Mr. Mercado, founder of Basic Advertising, the man who used to throw me into various metaphorical bodies of water with a beatific smile and high hopes, passed away eight years ago. His family invited us to his death anniversary mass, followed by dinner, last Friday.
It’s been many years, but I can still see him wiping the tears away after I presented a tvc script for Caritas Manila. (The commercial went on to win second place in a global FCB creative competition. We received a congratulatory fax from a group of Filipinos working in the FCB head office, which touched me more than the crystal paperweight we got in the mail a week after.) I remember how he swatted us from one organizational model to another; his notes on kaizen and TQM; even how impatient he became when I would argue, defiant little acorn that I was.
He packed me off (together with a few others) to Radio Veritas to help with its relaunch, me with only two years of advertising experience and no broadcasting background whatsoever.
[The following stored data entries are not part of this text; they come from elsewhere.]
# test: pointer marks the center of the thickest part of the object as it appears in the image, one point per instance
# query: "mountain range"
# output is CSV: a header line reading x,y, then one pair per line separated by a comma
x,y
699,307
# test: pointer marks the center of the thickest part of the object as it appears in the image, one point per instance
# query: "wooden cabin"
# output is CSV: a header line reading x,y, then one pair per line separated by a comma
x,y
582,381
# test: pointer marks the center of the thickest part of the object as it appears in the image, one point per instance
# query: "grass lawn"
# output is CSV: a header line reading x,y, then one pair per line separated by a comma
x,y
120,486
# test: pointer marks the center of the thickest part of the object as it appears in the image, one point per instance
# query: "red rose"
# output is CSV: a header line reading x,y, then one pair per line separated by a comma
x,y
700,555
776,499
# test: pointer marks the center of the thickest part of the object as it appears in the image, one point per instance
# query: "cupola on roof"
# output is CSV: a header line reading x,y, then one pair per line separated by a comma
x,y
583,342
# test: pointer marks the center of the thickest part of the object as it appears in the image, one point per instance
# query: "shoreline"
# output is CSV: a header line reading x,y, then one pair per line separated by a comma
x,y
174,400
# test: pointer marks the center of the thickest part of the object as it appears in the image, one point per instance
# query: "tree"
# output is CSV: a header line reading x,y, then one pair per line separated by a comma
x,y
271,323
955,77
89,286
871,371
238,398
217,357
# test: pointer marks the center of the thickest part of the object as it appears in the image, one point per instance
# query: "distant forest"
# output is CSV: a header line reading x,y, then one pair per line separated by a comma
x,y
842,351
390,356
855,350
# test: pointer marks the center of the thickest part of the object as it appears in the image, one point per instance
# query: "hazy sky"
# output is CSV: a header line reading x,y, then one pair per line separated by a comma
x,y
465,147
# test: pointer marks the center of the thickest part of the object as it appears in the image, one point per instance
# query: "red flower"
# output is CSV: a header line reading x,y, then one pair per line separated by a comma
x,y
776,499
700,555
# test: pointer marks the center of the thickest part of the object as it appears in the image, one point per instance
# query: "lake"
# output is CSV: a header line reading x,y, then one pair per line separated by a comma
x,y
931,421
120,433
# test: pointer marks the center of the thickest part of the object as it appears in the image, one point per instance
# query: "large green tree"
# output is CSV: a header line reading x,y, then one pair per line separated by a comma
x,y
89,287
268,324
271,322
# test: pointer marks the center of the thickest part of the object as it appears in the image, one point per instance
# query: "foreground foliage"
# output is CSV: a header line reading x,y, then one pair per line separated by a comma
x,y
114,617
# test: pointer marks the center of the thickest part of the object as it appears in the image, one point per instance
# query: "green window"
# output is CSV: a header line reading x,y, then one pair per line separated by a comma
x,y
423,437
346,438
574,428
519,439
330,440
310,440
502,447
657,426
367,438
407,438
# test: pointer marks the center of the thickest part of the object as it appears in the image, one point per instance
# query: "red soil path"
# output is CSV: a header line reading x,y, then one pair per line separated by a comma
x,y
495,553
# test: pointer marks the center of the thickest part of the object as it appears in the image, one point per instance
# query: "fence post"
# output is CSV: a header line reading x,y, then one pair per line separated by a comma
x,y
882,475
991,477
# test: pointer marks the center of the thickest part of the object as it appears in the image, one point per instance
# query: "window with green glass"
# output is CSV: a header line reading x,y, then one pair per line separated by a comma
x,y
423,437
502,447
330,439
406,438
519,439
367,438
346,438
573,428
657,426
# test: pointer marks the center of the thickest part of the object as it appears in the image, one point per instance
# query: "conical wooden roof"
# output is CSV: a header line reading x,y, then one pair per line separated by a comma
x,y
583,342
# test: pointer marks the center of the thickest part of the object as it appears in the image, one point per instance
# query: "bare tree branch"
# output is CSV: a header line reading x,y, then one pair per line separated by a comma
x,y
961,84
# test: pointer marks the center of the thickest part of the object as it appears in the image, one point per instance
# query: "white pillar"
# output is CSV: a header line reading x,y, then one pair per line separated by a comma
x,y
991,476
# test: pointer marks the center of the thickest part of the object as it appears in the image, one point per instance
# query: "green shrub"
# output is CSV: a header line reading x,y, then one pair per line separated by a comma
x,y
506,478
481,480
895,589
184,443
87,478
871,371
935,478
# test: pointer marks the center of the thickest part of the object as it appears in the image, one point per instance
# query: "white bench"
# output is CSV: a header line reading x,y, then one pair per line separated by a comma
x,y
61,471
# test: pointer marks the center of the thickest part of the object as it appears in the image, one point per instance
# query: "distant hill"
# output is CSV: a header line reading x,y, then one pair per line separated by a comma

After I resigned, he called me to say he might have a job for me – in Indonesia. I stayed there for two and a half years.
The man had a habit of introducing change into people’s lives, of believing first and asking later. It was good to have an evening to remember him, and to realize I owe him more than I ever managed to thank him for.
We buried my grandaunt yesterday. She looked so young in her coffin. She wore a royal blue dress with ruffles at the wrist, and they laid a blanket of white flowers across the glass. One memory swims up from the haze of my childhood. She is dusting off boxes in their library, and she sees me clutching a battered, yellowed Speedball lettering booklet her children have outgrown. She tells me I can bring it home if I promise to take care of it, and I promise.